Startups relying on standardized infrastructures can go to market faster and more cheaply, but complete reliance on a single set of servers is akin to building a castle on a swamp. While companies like Amazon, Microsoft, Google, and others have a responsibility to ensure the infrastructures they provide remain stable, it is important for any company to consider how to best balance their offerings across different data centers and how to adapt in case of failures.
Unfortunately, that is not what the large cloud providers want you to do. While Adrian Cockroft, vice president for cloud architecture strategy at Amazon Web Services, acknowledged that many big corporate customers like to split their business among multiple cloud providers, as a risk mitigation strategy, he encouraged them to steer most of their business to a single favorite (such as AWS), in order to obtain the best discounts and minimize the need for duplicate training of their own information-technology employees. In a world where Amazon is increasingly becoming a core part of the internet’s infrastructure, it makes sense for them to push for centralization on their own servers but such effort could lead to further problems.
Amazon pledged more fragmentation and decentralization, in order to keep future failures from spreading too fast. “As S3 has scaled, the team has done considerable work to refactor parts of the service into smaller cells to reduce blast radius and improve recovery,” the company wrote in its explanation of this week’s failure. “The S3 team had planned further partitioning of the index subsystem later this year. We are reprioritizing that work to begin immediately.”

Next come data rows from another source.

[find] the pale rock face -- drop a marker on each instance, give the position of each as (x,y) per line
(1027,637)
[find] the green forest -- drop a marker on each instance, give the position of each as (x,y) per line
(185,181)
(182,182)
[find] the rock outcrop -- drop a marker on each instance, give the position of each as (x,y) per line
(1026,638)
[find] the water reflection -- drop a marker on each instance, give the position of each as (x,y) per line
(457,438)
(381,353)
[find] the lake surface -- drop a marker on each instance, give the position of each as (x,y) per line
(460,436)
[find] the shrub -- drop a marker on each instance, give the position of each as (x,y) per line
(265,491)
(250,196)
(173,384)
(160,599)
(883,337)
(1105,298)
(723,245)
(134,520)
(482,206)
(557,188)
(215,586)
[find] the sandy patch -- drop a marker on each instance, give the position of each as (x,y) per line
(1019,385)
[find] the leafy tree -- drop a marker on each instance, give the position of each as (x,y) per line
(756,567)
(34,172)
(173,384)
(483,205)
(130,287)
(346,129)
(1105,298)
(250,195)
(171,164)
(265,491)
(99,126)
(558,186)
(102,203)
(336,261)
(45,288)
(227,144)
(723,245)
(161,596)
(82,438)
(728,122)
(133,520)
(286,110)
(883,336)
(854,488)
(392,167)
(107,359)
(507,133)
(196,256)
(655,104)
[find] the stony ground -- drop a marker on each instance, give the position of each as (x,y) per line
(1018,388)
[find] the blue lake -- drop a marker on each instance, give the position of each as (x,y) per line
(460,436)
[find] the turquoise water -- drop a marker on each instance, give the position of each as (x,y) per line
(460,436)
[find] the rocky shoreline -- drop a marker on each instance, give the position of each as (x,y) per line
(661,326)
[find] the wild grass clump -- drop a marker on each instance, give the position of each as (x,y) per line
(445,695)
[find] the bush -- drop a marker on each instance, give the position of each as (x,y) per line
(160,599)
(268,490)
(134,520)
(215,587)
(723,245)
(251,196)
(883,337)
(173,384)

The challenges presented in these recent outages are nothing new to the internet, and many of the smarter companies have taken lessons from history and built their offering in a way that ensures reliability and stability. For example, while many companies were flailing because of this week’s S3 failure, Netflix, one of the poster boys for Amazon services, was fine. In 2012, the company suffered from a major outage and learned its lesson. It built a set of tools to ensure that content keeps streaming even if the underlying data centers go dark and created a bunch of programs called “the Simian Army” to disrupt its own services.
Having successfully proven them to work, the company has open-sourced that software so anyone can use and improve it. Even companies whose websites didn’t fail on Wednesday would be wise to take advantage of it and similar ideas if they hope to avoid the next cloud catastrophe.